The documentary was created as part of an investigation into resource extraction in the province, which features research and storytelling from the students in partnerships with the Toronto Star, the National Observer and Global National, as well as three other universities.
- From April 2015: Sour gas from oil wells a deadly problem in southeast Saskatchewan
- From April 2015: Sask oil industry worker dies from sour gas poisoning
Professor Trevor Grant acknowledges the oil industry has indeed benefited the province, but the the film looks at both sides of the issues.
"We look at government regulation, government coziness with the oil industry, a lack of regulations, self-regulated policies, companies that have perhaps skated away without due justice, but also very, very importantly the human consequences," Grant told CBC Radio's The Morning Edition on Wednesday.

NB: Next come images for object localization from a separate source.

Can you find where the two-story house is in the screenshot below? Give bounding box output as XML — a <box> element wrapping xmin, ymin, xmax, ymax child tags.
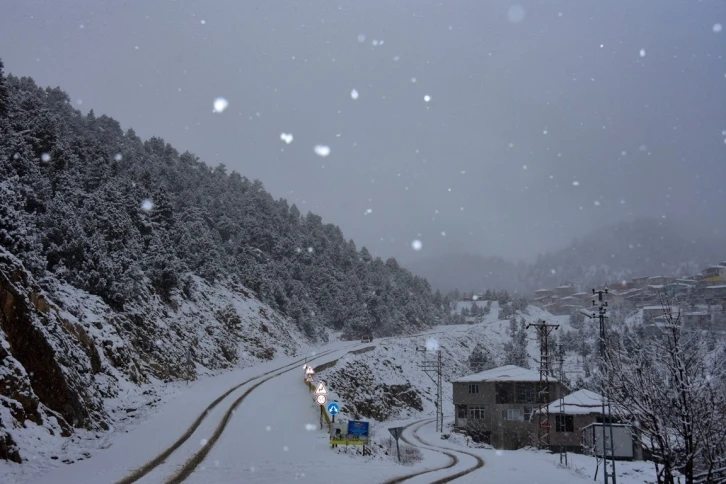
<box><xmin>452</xmin><ymin>365</ymin><xmax>567</xmax><ymax>449</ymax></box>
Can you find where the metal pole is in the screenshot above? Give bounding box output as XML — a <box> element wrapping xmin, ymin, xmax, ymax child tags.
<box><xmin>396</xmin><ymin>438</ymin><xmax>401</xmax><ymax>462</ymax></box>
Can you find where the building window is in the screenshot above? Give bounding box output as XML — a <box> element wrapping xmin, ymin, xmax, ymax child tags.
<box><xmin>457</xmin><ymin>405</ymin><xmax>467</xmax><ymax>418</ymax></box>
<box><xmin>523</xmin><ymin>406</ymin><xmax>533</xmax><ymax>421</ymax></box>
<box><xmin>469</xmin><ymin>406</ymin><xmax>486</xmax><ymax>419</ymax></box>
<box><xmin>495</xmin><ymin>382</ymin><xmax>514</xmax><ymax>403</ymax></box>
<box><xmin>556</xmin><ymin>415</ymin><xmax>574</xmax><ymax>432</ymax></box>
<box><xmin>515</xmin><ymin>384</ymin><xmax>536</xmax><ymax>403</ymax></box>
<box><xmin>501</xmin><ymin>408</ymin><xmax>522</xmax><ymax>421</ymax></box>
<box><xmin>468</xmin><ymin>384</ymin><xmax>479</xmax><ymax>394</ymax></box>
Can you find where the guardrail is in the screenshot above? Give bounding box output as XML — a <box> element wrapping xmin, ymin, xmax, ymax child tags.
<box><xmin>305</xmin><ymin>344</ymin><xmax>377</xmax><ymax>427</ymax></box>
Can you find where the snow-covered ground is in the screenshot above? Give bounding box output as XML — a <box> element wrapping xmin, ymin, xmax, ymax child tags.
<box><xmin>2</xmin><ymin>306</ymin><xmax>662</xmax><ymax>484</ymax></box>
<box><xmin>407</xmin><ymin>417</ymin><xmax>659</xmax><ymax>484</ymax></box>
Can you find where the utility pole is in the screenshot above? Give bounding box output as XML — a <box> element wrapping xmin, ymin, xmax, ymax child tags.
<box><xmin>417</xmin><ymin>346</ymin><xmax>444</xmax><ymax>433</ymax></box>
<box><xmin>526</xmin><ymin>320</ymin><xmax>559</xmax><ymax>450</ymax></box>
<box><xmin>556</xmin><ymin>343</ymin><xmax>568</xmax><ymax>466</ymax></box>
<box><xmin>582</xmin><ymin>289</ymin><xmax>617</xmax><ymax>484</ymax></box>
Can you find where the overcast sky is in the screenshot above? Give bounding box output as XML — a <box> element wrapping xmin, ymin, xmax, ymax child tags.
<box><xmin>1</xmin><ymin>0</ymin><xmax>724</xmax><ymax>264</ymax></box>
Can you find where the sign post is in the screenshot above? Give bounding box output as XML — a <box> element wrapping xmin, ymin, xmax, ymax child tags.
<box><xmin>327</xmin><ymin>402</ymin><xmax>340</xmax><ymax>423</ymax></box>
<box><xmin>388</xmin><ymin>427</ymin><xmax>404</xmax><ymax>463</ymax></box>
<box><xmin>315</xmin><ymin>382</ymin><xmax>328</xmax><ymax>429</ymax></box>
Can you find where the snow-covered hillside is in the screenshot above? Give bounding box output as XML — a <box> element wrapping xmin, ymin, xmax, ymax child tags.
<box><xmin>0</xmin><ymin>248</ymin><xmax>308</xmax><ymax>467</ymax></box>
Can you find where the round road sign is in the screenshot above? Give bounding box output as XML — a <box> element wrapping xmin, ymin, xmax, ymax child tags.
<box><xmin>316</xmin><ymin>394</ymin><xmax>327</xmax><ymax>405</ymax></box>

'He just loves his land so much'
Master of journalism student Janelle Blakley was among those who worked on the project.
She examined the impact the industry has had on the land. Blakley told the story of a farmer living near the Saskatchewan-Alberta border.
"He just loves his land so much," she said.
"His farm's been in his family for 70 years and he's had oil companies on his land for 48 of those years. He understands the need to extract those resources, but he doesn't like what they're doing to his land. He just sees his land being destroyed in front of his eyes, and he really sees himself as a steward of this land and it's really important to him."
Through an email statement to CBC News from newly-appointed Energy and Resources Minister Nancy Heppner, the province highlighted some of its effort to manage hydrogen sulphide emissions, or sour gas.
It points to the province's inspection of sour gas facilities and data collection, as well as more field inspectors and new cameras to detect potential leaks.
"There has been a marked improvement in air quality in southeast Saskatchewan in terms of sour gas levels," said the statement.
"Air quality measurements consistently show that air quality standards are being met. The inspection activities by the Ministry confirm the sour gas management practices of industry operators have improved.
"It should be stressed that protecting the health and safety of Saskatchewan citizens is the number one priority for the Government of Saskatchewan, and we take this responsibility very seriously."
Grant said with so many partners, this was a first-of-its-kind investigation for the school's journalism students.
He said it started when Patti Sonntag — a journalist from the New York Times, who ended up serving as a series producer — was awarded a Michener-Deacon Fellowship to investigate the resource extraction industry.
Grant said Sonntag got in touch with a professor from the University of Regina around the same time the journalism school was looking for a new investigation to take on.
He said collaborating with so many different news outlets and journalists on the project required some skill, but it was well worth any challenges.
Worth the work
"You imagine, as a journalist, having at your disposal 20 or 30 researchers plus national print magazines and national broadcast are all contributing research."
The film screening begins Wednesday at 7 p.m. CST at the University of Regina and will be followed by a panel discussion.